Review: Get Your Chaotic Good Fix With Harley Quinn: The Animated Series

Listicle: Anti-Doorstoppers: 10 Great SFF Novellas and Novelettes

Other Works

“The Black Architects Who Built New Orleans” by Eva Fedderly for Architectural Digest: “As anyone who has lived in or visited New Orleans will tell you, it’s a city of sublime architecture. Dreamy rows of pink, yellow, blue, and lavender confections line New Orleans’s oldest neighborhoods. These small stucco dwellings with pointed rooftops and pronounced dormers, known as Creole cottages, are indigenous to America’s Gulf Coast. In New Orleans, they saturate the landscape like jasmine permeates this magic city. Many Creole cottages and their grander sisters, Creole town houses, were designed by a class of distinguished Black architects in the antebellum South.
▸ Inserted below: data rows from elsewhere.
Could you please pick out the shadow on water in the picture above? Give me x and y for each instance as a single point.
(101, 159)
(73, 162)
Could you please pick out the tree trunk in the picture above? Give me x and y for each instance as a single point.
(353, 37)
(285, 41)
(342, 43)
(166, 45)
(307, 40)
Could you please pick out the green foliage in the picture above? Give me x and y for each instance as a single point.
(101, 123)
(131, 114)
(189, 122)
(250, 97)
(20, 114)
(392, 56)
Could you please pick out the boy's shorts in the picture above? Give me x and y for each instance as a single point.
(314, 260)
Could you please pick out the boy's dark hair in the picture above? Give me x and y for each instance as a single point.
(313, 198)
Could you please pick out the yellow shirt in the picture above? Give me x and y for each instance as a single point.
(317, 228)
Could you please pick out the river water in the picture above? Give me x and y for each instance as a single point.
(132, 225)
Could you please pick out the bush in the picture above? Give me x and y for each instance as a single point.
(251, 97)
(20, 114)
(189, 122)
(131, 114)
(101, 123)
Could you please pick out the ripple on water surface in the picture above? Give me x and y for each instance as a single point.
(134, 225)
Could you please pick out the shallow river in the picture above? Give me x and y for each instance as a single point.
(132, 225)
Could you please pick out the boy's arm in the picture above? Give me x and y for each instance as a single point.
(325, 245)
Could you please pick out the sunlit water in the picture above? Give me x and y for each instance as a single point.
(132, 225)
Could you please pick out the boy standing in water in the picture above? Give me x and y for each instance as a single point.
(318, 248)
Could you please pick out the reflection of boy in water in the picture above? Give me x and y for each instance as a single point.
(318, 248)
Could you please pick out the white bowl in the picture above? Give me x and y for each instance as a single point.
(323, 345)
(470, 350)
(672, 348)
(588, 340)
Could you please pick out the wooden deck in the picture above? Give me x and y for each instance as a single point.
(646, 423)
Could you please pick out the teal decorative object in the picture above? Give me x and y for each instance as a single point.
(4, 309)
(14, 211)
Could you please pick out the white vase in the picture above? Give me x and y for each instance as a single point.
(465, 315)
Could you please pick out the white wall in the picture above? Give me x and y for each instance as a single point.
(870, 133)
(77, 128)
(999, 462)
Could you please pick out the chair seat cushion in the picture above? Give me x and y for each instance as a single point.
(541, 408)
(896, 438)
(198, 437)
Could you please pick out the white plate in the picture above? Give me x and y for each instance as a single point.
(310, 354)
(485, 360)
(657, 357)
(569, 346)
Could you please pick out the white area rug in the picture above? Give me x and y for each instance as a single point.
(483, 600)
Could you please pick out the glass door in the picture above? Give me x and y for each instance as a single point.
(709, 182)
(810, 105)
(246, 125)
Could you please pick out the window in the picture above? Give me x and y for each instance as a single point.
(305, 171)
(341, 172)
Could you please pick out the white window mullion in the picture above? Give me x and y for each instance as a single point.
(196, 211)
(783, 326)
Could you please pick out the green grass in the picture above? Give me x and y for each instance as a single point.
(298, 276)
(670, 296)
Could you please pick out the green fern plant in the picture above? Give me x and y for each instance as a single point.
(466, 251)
These designers played a crucial role in the city’s architectural landscape, while developing a vernacular style emblematic of this multicultural region.”

“Remembering the Haitian Revolution” by CLR James for Tribune: “The slaves worked on the land, and, like revolutionary peasants everywhere, they aimed at the extermination of their oppressors. But working and living together in gangs of hundreds on the huge sugar-factories which covered the North Plain, they were closer to a modem proletariat than any group of workers in existence at the time, and the rising was, therefore, a thoroughly prepared and organised mass movement. By hard experience they had learnt that isolated efforts were doomed to failure. and in the early months of 1791 in and around Le Cap they were organising for revolution. Voodoo was the medium of the conspiracy. In spite of all prohibitions, the slaves travelled miles to sing and dance and practice the rites and talk; and now, since the revolution, to hear the political news and make their plans.”

“Your Power Ends Where Mine Begins” by Olutimehin Kukoyi for The Republic: “I can tell also of the gushing, anxious love that inspired me to call Chimamanda Ngozi Adichie ‘Mama’. It solved the problem of being Yoruba, irretrievably respectful of elders who respect themselves, and therefore uncomfortable with using the first name of a new friend who was significantly older. ‘Mama’ took two syllables out of Adichie’s unusual, household first name. For four years, ‘mama’ had lain dusty and unused. Here was a chance to say the word again—and mean it. ChiMyMama. She wasn’t my mother; had never asked to be, had never done anything to deserve the label. I called her Mama anyway, because something inside me needed to. So, when she called me a lying user in her essay, I understood that it was because something inside her needed to.”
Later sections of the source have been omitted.